The Obama administration is poised to take over Oregon's broken insurance exchange, according to officials familiar with the decision, who say that it reflects federal officials' conclusion that several state-run marketplaces may be too dysfunctional to fix.

In public, the board overseeing Cover Oregon is scheduled to vote Friday on whether to join the federal insurance marketplace that already sells health plans in most of the country under the Affordable Care Act. Behind the scenes, the officials say, federal and Oregon officials already have privately agreed that closing down the system is the best path to rescue the state marketplace, the country's only one to fail so spectacularly that no residents have been able to sign up for coverage online since it opened early last fall. The collapse of Oregon's insurance marketplace comes as federal health officials are also focusing intensely on faltering exchanges in two other states, including Maryland.

The board for the Maryland Health Connection this month became the nation's first to decide to replace most of its exchange with different technology. But Maryland did not obtain required federal approval before its vote.

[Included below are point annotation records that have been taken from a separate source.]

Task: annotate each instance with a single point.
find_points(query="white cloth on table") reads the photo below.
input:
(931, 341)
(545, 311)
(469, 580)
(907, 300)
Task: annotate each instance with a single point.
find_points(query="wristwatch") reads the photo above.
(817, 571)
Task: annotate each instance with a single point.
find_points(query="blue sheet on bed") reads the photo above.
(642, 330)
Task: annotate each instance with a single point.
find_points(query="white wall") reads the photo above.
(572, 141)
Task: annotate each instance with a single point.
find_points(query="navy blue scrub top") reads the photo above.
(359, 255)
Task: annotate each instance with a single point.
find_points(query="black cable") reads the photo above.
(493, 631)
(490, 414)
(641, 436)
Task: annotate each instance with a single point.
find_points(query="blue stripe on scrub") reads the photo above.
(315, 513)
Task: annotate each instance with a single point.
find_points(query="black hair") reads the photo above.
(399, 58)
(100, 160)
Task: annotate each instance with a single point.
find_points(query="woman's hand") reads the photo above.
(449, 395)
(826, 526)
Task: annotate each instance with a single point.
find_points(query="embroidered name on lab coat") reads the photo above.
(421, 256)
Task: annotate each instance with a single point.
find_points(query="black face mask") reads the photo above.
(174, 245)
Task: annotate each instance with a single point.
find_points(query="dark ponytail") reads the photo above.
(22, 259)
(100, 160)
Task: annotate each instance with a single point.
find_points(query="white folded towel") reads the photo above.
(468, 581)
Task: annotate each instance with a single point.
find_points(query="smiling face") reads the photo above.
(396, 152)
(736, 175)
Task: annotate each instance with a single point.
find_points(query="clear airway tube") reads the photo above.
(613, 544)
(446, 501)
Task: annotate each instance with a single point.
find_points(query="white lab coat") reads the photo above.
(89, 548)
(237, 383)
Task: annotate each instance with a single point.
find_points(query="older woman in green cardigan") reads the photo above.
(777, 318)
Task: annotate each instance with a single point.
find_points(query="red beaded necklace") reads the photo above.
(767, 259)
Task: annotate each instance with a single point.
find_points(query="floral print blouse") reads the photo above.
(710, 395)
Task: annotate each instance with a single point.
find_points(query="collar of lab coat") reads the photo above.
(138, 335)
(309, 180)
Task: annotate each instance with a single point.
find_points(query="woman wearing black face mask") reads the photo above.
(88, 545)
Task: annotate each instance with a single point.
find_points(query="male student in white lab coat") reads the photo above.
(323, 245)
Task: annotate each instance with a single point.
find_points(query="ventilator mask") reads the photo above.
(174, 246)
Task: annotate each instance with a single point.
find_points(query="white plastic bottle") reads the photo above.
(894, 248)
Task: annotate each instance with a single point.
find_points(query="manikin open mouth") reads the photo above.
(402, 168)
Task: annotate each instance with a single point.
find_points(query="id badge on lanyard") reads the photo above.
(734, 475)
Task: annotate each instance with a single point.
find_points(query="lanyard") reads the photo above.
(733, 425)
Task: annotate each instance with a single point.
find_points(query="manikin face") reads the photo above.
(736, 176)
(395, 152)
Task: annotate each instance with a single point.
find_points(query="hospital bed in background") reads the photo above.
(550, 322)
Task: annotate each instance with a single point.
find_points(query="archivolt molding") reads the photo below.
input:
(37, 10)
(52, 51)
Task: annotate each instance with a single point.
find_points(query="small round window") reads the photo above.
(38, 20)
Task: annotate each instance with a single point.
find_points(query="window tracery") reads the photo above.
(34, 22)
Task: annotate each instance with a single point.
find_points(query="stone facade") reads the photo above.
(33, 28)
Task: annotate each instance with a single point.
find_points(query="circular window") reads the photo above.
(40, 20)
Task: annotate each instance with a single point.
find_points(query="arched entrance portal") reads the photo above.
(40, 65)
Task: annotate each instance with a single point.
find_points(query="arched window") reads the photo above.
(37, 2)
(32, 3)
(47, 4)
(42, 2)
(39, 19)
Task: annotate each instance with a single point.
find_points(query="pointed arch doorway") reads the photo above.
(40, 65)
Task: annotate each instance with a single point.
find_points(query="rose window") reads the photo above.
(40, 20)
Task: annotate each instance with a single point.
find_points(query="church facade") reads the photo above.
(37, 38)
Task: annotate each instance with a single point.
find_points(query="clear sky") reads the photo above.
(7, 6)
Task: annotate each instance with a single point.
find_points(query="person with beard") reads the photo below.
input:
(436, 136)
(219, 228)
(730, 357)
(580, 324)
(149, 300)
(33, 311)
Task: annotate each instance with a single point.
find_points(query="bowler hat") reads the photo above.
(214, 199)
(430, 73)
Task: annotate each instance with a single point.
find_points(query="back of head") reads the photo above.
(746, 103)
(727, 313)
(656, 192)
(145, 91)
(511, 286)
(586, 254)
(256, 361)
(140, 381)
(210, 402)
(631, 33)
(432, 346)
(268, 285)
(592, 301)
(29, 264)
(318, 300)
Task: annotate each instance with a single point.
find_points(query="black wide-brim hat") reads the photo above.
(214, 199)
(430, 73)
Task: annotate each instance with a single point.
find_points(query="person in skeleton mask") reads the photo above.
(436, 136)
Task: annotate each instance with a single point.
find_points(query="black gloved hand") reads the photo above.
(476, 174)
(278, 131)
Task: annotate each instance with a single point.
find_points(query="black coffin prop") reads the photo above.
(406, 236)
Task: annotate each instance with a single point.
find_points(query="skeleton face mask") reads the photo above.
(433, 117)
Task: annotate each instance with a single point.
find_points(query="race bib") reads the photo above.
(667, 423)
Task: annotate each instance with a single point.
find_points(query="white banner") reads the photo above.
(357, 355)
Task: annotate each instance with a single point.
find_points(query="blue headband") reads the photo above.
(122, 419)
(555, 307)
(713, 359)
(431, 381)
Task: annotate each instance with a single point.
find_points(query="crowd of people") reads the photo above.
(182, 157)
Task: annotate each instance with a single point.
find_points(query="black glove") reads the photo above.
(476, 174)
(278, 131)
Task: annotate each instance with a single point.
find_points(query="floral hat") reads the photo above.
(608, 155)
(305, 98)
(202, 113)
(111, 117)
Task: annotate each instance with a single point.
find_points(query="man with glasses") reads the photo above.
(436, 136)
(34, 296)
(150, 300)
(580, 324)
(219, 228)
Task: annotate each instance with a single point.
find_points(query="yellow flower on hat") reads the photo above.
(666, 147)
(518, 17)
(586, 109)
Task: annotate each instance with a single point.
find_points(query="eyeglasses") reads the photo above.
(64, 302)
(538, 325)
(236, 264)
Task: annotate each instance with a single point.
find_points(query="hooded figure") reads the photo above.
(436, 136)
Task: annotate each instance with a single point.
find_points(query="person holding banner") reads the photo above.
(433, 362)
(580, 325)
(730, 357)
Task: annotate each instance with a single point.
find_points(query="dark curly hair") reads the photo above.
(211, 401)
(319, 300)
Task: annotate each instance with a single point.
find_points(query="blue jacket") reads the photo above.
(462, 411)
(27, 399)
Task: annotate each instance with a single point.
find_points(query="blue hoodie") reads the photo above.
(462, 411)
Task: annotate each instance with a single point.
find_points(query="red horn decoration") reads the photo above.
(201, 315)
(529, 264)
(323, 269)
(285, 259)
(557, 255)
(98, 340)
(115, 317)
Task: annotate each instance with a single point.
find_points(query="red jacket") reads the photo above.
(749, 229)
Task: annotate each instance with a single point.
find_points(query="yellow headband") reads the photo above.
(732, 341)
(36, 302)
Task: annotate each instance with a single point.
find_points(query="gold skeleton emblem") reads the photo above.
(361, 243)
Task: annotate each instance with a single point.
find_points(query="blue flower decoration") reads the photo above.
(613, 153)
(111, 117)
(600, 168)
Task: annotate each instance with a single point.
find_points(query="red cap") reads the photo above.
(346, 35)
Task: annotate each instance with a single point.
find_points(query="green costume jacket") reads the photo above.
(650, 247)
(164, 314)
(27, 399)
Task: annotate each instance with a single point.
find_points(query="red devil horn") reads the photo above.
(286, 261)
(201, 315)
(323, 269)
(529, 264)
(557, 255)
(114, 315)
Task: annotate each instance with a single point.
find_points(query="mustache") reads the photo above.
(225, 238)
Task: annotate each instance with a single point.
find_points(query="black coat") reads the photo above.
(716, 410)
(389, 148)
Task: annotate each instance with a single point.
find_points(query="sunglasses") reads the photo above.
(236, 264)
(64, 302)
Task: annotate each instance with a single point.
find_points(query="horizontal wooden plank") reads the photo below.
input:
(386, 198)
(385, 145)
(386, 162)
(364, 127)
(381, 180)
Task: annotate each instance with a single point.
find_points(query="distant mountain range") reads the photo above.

Federal officials have not indicated whether they will give the state the $40 million to $50 million it needs to make the switch - and remain uncertain whether the state exchange has the capacity to correct its own problems.

The third state that is the focus of federal scrutiny is Massachusetts, which was in the vanguard of insurance exchanges, opening its own years before the 2010 federal health-care law. But the commonwealth's insurance marketplace has developed severe technical problems as it attempted adjustments to interact with the federal system. Taken together, the federal uneasiness about these and other failing state insurance exchanges is a second-generation problem that is drawing attention now that the federal marketplace, HealthCare.gov, has improved enough to attract eight million Americans who enrolled during the first sign-up period, which just ended.

The fate of these state-run exchanges has significance politically and for consumers.

When the Affordable Care Act was enacted, the law's authors envisioned that virtually every state would build its own exchange - intended for people who cannot get affordable insurance through a job and for small businesses. Yet only 14 states, plus the District, have created their own exchanges. In the remaining three dozen states, Republican governors and legislators, as part of the intense GOP opposition to the law, have left their residents to rely on the federal insurance marketplace, which opened for business in October.

Some of the 14 state-run marketplaces have prospered, but others have been failures. Consumers have had trouble to various degrees in signing up for health plans. Oregon's consumers have had to resort entirely to cumbersome paper applications, because the state website has never allowed individuals to apply electronically.